On vit une époque formidable. Figurez-vous que le régime assassin du Syrien Bachar Al-Assad est placé sous contrôle. Ne haussez pas les épaules : une mission de la Ligue arabe ne séjourne-t-elle pas dans ce pays où les tanks tirent à vue sur les manifestants ? A la tête des « enquêteurs », un militaire de haut rang, un homme de terrain : le général soudanais Mohammed Al-Dabi. En voilà un qui en matière de droits de l’homme en connaît un rayon.

Promu chef du renseignement militaire au Soudan après le coup d’Etat du président Omar Al-Bachir, Mohammed Al-Dabi peut faire prévaloir ses connaissances en matière de torture. C’est un orfèvre. Il peut aussi afficher sur sa carte de visite la chasse à l’ethnie Masalit et la mise sur pied d’une milice personnelle responsable de centaines de milliers de morts au Darfour. Les cadavres au milieu du désert, c’est lui. Les champs en feu, le bétail abattu, les hommes valides exécutés, les familles en fuite, c’est toujours lui. Des qualités essentielles pour « enquêter » en Syrie.

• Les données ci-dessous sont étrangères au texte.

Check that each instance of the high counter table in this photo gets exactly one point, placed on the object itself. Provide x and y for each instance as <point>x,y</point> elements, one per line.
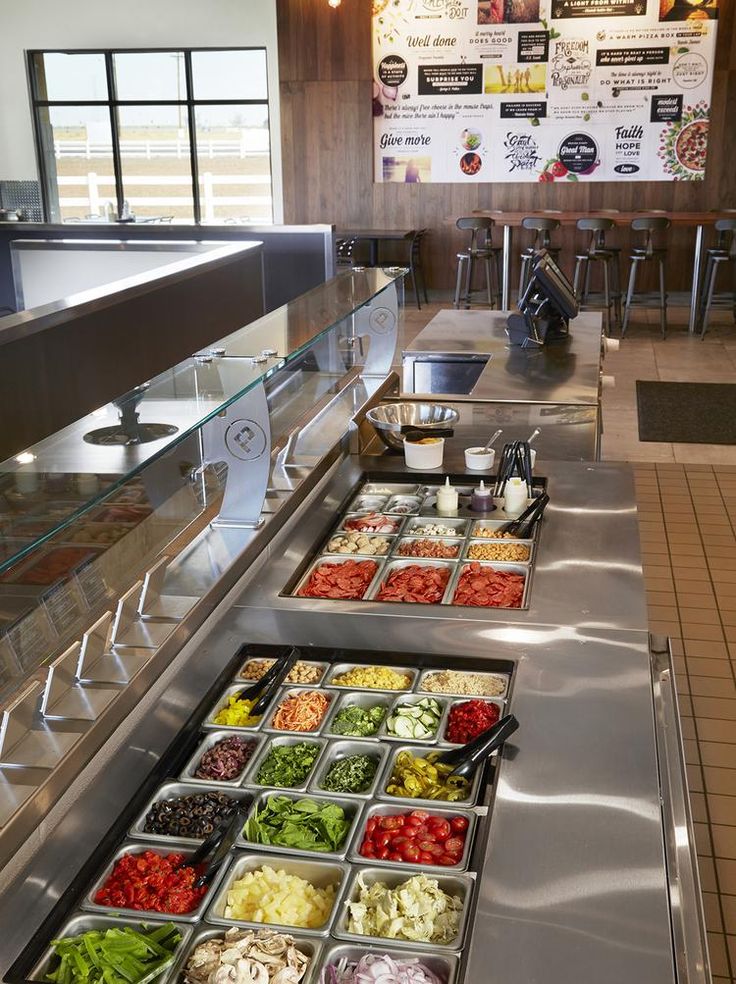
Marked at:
<point>511,220</point>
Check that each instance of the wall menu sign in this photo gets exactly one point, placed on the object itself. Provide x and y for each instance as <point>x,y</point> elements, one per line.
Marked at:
<point>542,90</point>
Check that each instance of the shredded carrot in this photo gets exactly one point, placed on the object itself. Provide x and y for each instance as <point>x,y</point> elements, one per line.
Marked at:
<point>301,712</point>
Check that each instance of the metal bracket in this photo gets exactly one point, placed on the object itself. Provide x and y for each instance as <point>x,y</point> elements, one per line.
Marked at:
<point>378,321</point>
<point>155,604</point>
<point>129,630</point>
<point>98,664</point>
<point>25,740</point>
<point>240,436</point>
<point>65,697</point>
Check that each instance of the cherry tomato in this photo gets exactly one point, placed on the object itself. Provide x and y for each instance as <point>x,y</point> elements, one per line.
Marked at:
<point>440,828</point>
<point>411,853</point>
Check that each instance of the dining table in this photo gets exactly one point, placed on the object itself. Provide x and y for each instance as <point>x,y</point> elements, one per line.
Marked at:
<point>374,236</point>
<point>697,220</point>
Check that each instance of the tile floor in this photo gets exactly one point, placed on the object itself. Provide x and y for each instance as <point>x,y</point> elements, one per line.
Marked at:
<point>686,495</point>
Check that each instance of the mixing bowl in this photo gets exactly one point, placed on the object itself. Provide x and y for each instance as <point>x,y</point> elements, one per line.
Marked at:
<point>389,418</point>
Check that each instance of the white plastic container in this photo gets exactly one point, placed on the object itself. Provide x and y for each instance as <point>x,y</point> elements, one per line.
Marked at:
<point>423,456</point>
<point>479,459</point>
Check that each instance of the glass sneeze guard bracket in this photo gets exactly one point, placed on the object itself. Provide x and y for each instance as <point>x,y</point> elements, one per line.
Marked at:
<point>65,697</point>
<point>98,663</point>
<point>154,603</point>
<point>240,437</point>
<point>377,321</point>
<point>26,741</point>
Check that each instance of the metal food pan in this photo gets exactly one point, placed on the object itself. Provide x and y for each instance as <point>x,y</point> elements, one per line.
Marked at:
<point>422,751</point>
<point>339,668</point>
<point>486,540</point>
<point>257,760</point>
<point>322,666</point>
<point>353,811</point>
<point>395,565</point>
<point>338,559</point>
<point>85,922</point>
<point>211,738</point>
<point>318,873</point>
<point>399,541</point>
<point>443,965</point>
<point>138,847</point>
<point>386,810</point>
<point>395,505</point>
<point>171,790</point>
<point>444,703</point>
<point>524,570</point>
<point>368,502</point>
<point>498,701</point>
<point>501,677</point>
<point>209,721</point>
<point>394,488</point>
<point>268,726</point>
<point>364,698</point>
<point>454,884</point>
<point>337,555</point>
<point>311,948</point>
<point>397,520</point>
<point>417,522</point>
<point>337,750</point>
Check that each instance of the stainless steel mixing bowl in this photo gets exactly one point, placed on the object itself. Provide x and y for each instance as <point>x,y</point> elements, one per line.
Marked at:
<point>389,418</point>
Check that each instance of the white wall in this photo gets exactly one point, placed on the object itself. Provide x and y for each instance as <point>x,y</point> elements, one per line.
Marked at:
<point>28,24</point>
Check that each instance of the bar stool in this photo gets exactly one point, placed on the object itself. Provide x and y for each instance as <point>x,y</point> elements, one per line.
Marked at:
<point>608,258</point>
<point>480,248</point>
<point>542,229</point>
<point>643,254</point>
<point>724,252</point>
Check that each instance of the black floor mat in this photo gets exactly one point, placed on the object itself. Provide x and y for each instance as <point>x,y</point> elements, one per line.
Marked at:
<point>686,413</point>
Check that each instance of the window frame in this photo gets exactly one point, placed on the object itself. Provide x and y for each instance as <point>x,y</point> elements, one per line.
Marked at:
<point>113,103</point>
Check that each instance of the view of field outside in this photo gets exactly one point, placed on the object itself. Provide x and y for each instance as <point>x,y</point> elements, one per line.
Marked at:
<point>232,140</point>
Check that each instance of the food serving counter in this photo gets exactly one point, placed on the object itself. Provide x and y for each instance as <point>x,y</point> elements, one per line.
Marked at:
<point>574,854</point>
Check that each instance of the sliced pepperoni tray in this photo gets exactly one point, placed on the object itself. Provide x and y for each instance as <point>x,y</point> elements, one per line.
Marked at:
<point>431,559</point>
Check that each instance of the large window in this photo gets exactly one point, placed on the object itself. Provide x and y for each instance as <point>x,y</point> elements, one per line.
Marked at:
<point>165,136</point>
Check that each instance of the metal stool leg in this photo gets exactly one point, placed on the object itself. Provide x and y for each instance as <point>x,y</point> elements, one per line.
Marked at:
<point>487,264</point>
<point>662,299</point>
<point>629,296</point>
<point>606,294</point>
<point>458,284</point>
<point>710,288</point>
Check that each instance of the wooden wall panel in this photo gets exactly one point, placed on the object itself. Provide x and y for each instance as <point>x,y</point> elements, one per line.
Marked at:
<point>326,79</point>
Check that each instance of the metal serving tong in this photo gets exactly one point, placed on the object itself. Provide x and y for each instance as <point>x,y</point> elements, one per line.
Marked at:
<point>216,847</point>
<point>516,459</point>
<point>289,656</point>
<point>466,760</point>
<point>522,526</point>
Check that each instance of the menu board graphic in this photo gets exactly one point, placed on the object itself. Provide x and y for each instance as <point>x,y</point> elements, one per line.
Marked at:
<point>542,90</point>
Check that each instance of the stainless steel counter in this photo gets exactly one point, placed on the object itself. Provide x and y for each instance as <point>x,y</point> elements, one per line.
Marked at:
<point>566,371</point>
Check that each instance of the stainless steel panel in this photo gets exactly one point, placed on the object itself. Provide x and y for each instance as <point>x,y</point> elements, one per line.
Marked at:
<point>321,874</point>
<point>353,813</point>
<point>455,884</point>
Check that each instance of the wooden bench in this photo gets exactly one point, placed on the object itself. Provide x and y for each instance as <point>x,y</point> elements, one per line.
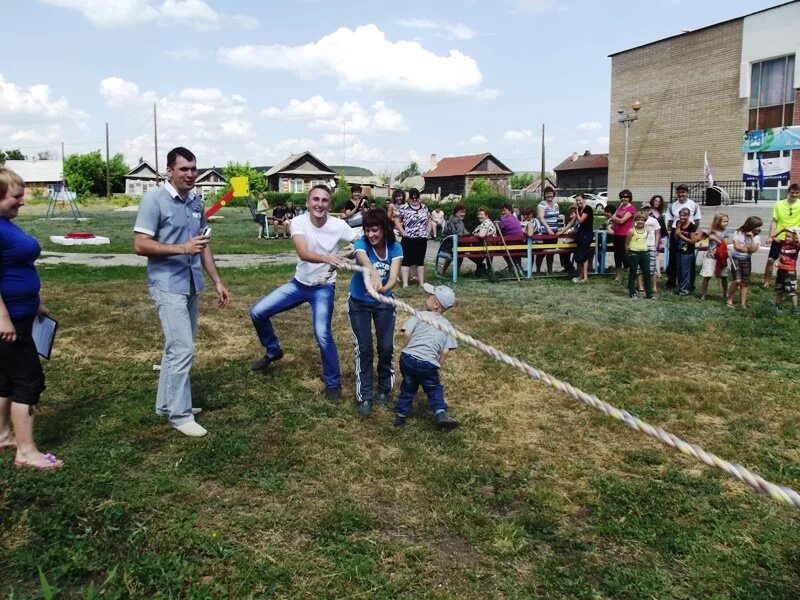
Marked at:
<point>491,247</point>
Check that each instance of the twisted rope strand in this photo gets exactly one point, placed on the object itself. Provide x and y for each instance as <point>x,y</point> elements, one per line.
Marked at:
<point>781,494</point>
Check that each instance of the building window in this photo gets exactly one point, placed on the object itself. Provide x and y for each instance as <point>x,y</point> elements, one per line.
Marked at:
<point>772,93</point>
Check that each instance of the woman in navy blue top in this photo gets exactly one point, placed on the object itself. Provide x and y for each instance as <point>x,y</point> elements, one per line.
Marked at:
<point>379,252</point>
<point>21,375</point>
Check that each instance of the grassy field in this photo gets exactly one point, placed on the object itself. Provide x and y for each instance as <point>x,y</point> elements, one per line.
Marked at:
<point>233,234</point>
<point>291,496</point>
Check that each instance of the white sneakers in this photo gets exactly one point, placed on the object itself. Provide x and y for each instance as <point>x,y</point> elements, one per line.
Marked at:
<point>192,429</point>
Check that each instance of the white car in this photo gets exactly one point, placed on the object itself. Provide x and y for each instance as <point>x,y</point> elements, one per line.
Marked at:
<point>593,201</point>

Et puis, il y a son patron, le sinistre Omar Al-Bachir. Lui, ses exploits dans le domaine de l’humain atteignent des sommets à tel point qu’il est recherché par la Cour pénale internationale (CPI) pour « génocide » et « crimes contre l’humanité » au Darfour. Omar a passé son week-end à Tripoli, le dernier endroit où il faut se montrer en évitant les balles des différentes factions. Il a été chaleureusement accueilli par Moustafa Abdeljalil, le chef du conseil national de transition libyen, agent de la CIA, installé au pouvoir par Sarkozy et Obama et qui préfère donner la priorité pétrolifère à ses protecteurs US plutôt qu’à ses amis parisiens. Aucune reconnaissance.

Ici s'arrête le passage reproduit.